Re: Fitting data to a curve

*To*: mathgroup at smc.vnet.net*Subject*: [mg73303] Re: Fitting data to a curve*From*: "Ray Koopman" <koopman at sfu.ca>*Date*: Fri, 9 Feb 2007 23:45:57 -0500 (EST)*References*: <eqengu$4gj$1@smc.vnet.net>

On Feb 8, 12:37 am, Peter Jay Salzman <p... at dirac.org> wrote: > I have a table of {x,y} data and a function: > > a y^2 + b x y + c x + d y + e = x^2 > > I'd like to do a least fit to determine the constants a, b, c, d, and e.
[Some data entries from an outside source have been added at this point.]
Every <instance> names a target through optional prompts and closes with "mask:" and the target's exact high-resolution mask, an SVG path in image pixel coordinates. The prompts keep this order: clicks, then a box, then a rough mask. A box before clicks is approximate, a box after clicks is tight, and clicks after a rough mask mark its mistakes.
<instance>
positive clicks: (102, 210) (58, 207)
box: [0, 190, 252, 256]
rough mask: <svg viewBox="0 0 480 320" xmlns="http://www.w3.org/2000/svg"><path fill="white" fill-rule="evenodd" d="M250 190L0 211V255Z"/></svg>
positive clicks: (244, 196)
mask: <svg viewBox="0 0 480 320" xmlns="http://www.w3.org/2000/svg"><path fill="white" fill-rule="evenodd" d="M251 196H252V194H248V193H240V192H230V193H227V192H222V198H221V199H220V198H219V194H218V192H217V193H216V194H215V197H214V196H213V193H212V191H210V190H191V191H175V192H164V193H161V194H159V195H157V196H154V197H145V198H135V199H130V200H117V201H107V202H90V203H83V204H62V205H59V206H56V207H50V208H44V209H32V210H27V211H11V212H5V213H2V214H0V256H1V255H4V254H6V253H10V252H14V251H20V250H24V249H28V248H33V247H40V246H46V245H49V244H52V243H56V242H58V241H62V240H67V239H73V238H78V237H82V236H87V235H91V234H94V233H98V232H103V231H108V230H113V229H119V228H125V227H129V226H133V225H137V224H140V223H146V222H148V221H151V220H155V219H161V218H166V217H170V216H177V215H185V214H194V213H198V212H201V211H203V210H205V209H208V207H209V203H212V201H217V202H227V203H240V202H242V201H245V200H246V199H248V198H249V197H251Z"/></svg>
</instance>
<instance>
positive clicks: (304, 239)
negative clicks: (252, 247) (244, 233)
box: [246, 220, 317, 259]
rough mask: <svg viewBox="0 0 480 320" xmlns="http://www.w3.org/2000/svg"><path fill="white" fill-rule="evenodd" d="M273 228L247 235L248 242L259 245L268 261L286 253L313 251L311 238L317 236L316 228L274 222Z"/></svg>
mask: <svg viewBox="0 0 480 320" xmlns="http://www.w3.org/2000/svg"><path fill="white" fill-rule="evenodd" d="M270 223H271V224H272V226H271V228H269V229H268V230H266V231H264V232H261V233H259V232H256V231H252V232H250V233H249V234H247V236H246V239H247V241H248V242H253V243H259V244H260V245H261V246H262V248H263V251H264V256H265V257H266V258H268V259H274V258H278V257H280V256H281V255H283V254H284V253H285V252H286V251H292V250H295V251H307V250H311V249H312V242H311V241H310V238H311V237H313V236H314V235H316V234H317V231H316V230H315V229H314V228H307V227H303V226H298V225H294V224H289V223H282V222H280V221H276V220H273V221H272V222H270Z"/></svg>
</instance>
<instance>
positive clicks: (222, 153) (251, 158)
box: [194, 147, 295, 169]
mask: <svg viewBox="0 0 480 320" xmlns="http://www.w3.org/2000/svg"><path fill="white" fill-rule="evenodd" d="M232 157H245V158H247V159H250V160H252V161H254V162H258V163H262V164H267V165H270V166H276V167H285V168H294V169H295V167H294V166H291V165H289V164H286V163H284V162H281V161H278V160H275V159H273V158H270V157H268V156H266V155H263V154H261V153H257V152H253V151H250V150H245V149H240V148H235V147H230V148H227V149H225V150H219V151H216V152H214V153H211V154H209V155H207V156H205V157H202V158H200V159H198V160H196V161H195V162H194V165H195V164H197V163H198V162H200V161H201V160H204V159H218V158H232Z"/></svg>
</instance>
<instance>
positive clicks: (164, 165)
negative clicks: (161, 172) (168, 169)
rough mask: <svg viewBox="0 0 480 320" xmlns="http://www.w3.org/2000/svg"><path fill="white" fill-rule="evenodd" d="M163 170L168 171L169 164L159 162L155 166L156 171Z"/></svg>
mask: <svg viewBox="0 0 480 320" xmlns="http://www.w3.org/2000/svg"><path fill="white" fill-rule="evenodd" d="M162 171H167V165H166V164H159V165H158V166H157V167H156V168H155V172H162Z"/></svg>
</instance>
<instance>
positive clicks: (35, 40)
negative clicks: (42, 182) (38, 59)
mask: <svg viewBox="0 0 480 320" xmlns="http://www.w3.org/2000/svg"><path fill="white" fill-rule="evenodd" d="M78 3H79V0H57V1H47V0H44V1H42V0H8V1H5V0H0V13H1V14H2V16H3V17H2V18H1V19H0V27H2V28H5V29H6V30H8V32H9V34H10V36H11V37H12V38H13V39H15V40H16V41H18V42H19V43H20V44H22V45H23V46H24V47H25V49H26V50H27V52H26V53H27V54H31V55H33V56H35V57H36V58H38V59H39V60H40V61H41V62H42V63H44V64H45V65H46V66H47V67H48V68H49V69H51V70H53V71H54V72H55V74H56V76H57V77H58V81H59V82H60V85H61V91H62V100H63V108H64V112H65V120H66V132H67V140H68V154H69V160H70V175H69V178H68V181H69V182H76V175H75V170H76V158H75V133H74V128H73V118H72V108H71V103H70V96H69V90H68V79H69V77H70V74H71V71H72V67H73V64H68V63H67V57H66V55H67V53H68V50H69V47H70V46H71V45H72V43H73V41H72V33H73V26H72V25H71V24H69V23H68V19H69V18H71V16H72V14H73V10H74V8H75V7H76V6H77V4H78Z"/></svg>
I > think the function I want is Fit[] or FindFit[], but I can't coax Mathematica to do > this. I'm not entirely sure what to do with that x^2 since it has no > coefficient. > > I've never used these functions before; how can I do this least squares fit? > > Thanks! In[1]:= <<Graphics`ImplicitPlot` In[2]:= SeedRandom[1]; data = Table[Random[],{30},{2}]; In[3]:= f = Fit[data/.{x_,y_}->{x,y,x^2},{1,x,y,x*y,y^2},{x,y}] Out[3]= -.0952586 + .887256*x - .128435*y + .354883*x*y - .141003*y^2 In[4]:= ImplicitPlot[f == x^2,{x,0,1},{y,0,1}, Frame->True, Prolog->{AbsolutePointSize[5], Point/@data}];